Örneğin, eski bir çalışan, görev süresince edindiği teknik bilgileri içeren bir kitap yazmak veya sosyal medyada sektöre dair bilgiler paylaşmak istese bile, bu yasak nedeniyle yasal sorumluluk doğabilir.
Bu yasak, Başkanlık tarafından yetkilendirilmedikçe hiçbir istisnaya tabi değildir ve ihlal edilmesi durumunda ciddi yaptırımlar uygulanabilir.
Bilgi Paylaşımı Yasağının Hukuki Boyutu
Hukuki açıdan bakıldığında, bilgi paylaşımı yasağı belirli anayasal ve uluslararası hukuk ilkeleri ile doğrudan ilişkilidir.
Kamu Menfaati ve Ulusal Güvenlik
Bu yasağın temel amacı, devletin güvenlik altyapısını korumak ve yetkisiz bilgi sızdırılmasını önlemektir. Siber güvenlik alanında çalışan kişiler, kritik altyapılara, kamu kurumlarının dijital güvenlik sistemlerine ve çeşitli savunma mekanizmalarına dair bilgi sahibi olabilirler.
Bu nedenle, devletin kritik güvenlik bilgilerini dış tehditlerden koruyabilmesi için belirli düzenlemeler yapılması gereklidir.
İfade Özgürlüğü ve Hukuki Kısıtlamalar
Bununla birlikte, ifade özgürlüğü bireylerin anayasalar ve uluslararası sözleşmeler ile güvence altına alınmış temel haklarından biridir. Avrupa İnsan Hakları Mahkemesi’nin (AİHM) ifade özgürlüğüne ilişkin kararlarında, bu hakkın yalnızca kamu güvenliğini tehdit edebilecek istisnai durumlarla sınırlandırılabileceği belirtilmiştir.
Siber Güvenlik Sektörüne Etkileri
Bilgi paylaşım yasağı, yalnızca bireyler için değil, aynı zamanda tüm siber güvenlik ekosistemi için belirli sonuçlar doğurabilir.
Akademik ve Teknik Bilgi Paylaşımının Kısıtlanması
Siber güvenlik alanı sürekli gelişen ve yenilik gerektiren bir sektördür. Ancak, Başkanlık bünyesinde görev yapmış olan uzmanların bilgi paylaşımında bulunamaması, sektördeki bilgi akışını olumsuz etkileyebilir.
Örneğin:
- Üniversitelerde eğitim veren akademisyenlerin veya uzmanların bilgi paylaşamaması
- Teknik yeniliklerin kamuya veya özel sektöre aktarılmasının engellenmesi
- Yeni teknolojiler ve saldırı türleri hakkında farkındalık yaratılmasının zorlaşması
Bu tür yasaklar, özellikle özel sektör ve akademik çevrelerin bilgi paylaşımını sınırlandırarak sektörün büyümesini yavaşlatabilir.

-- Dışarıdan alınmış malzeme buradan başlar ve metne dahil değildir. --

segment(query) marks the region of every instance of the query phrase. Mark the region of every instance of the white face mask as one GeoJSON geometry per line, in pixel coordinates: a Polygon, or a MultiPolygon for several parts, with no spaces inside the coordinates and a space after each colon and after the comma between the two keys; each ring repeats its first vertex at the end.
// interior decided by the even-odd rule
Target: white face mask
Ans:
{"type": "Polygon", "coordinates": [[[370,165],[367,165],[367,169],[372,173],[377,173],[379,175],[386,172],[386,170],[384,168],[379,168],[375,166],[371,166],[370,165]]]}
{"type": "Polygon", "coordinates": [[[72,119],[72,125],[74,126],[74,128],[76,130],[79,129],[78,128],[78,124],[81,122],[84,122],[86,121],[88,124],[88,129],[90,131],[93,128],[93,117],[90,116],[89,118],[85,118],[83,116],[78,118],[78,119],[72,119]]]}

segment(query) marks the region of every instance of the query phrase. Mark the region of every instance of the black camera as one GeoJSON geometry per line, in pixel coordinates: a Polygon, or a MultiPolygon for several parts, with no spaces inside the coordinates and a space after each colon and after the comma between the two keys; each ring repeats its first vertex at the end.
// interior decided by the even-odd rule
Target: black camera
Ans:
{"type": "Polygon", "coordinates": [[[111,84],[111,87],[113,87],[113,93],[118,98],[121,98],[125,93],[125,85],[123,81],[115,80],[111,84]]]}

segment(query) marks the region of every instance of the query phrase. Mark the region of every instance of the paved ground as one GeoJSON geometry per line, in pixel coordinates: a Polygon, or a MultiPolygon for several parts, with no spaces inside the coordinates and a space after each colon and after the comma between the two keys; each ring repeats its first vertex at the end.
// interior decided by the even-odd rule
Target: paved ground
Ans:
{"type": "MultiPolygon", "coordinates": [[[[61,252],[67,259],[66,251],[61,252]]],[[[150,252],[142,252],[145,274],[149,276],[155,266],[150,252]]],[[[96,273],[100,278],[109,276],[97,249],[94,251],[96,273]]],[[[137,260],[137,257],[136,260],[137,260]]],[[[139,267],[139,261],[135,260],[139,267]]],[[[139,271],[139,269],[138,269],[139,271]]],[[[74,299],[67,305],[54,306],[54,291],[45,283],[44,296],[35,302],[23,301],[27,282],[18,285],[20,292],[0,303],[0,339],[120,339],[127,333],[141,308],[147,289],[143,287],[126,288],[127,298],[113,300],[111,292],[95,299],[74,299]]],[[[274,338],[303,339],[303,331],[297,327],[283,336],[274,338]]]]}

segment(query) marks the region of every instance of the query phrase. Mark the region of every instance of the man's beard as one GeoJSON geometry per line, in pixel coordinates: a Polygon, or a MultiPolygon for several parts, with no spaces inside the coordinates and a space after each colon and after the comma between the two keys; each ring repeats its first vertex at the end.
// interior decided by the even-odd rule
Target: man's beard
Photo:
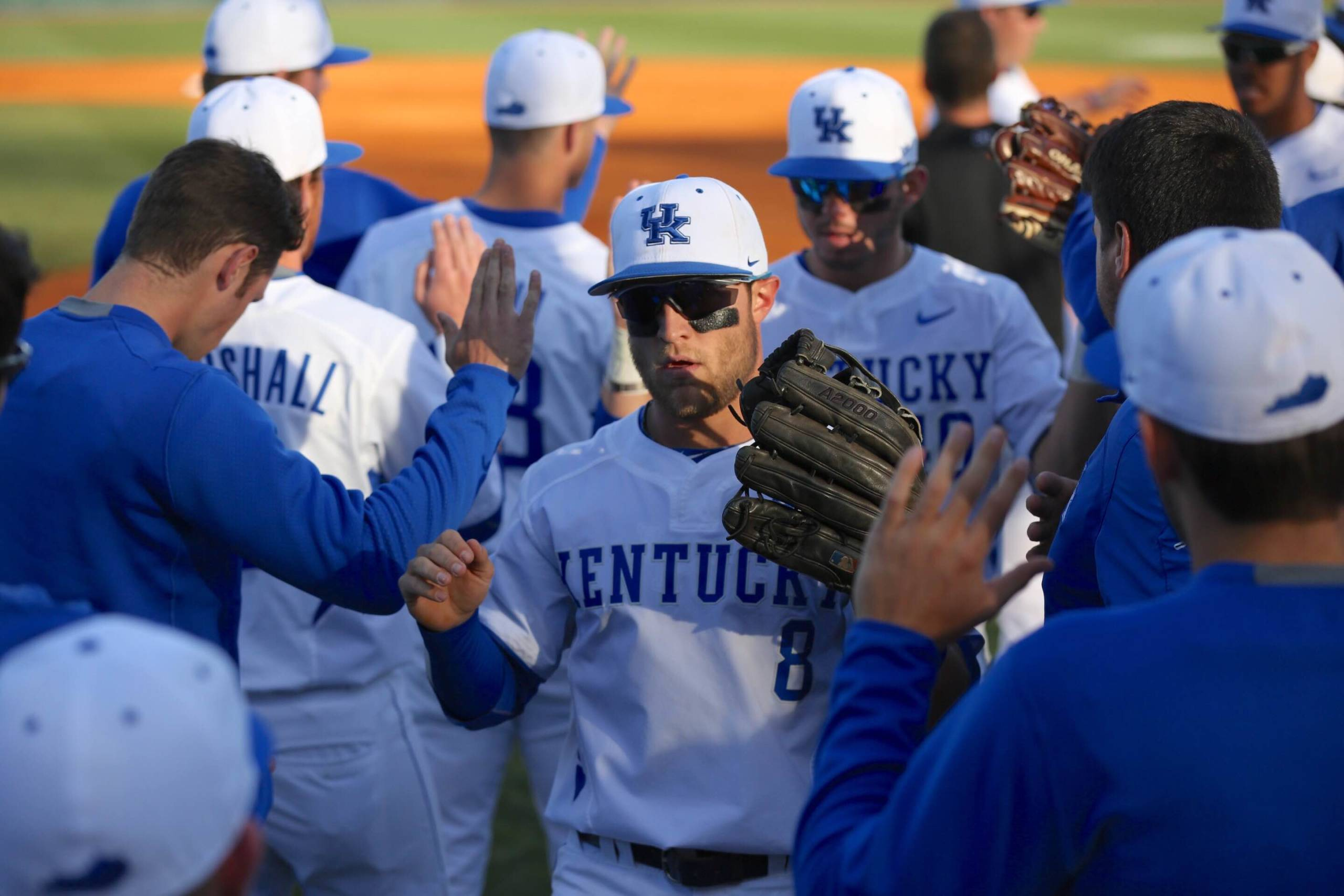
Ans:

Şirketler İçin Kısıtlamalar ve Hukuki Riskler
Özel şirketler, siber güvenlik uzmanlarını işe alırken hukuki riskleri göz önünde bulundurmalıdır. Eğer bir şirket, Başkanlık’tan ayrılmış ve yasak hükmü kapsamında olan bir kişiyi işe alırsa ve bu kişi bilgi paylaşımı yaparsa, ilgili şirket de hukuki sorumluluk altına girebilir.
Sonuç
Siber Güvenlik Kanunu’nun yasak hükümleri, güvenlik açısından önemli tedbirler içermektedir. Ancak, bu yasakların bireylerin kariyer planlamasına ve özel sektörün gelişimine olası etkileri göz ardı edilmemelidir.
Bu nedenle, hukuki düzenlemeler oluşturulurken denge gözetilmeli, bireylerin çalışma hakkı ve ifade özgürlüğü korunmalıdır.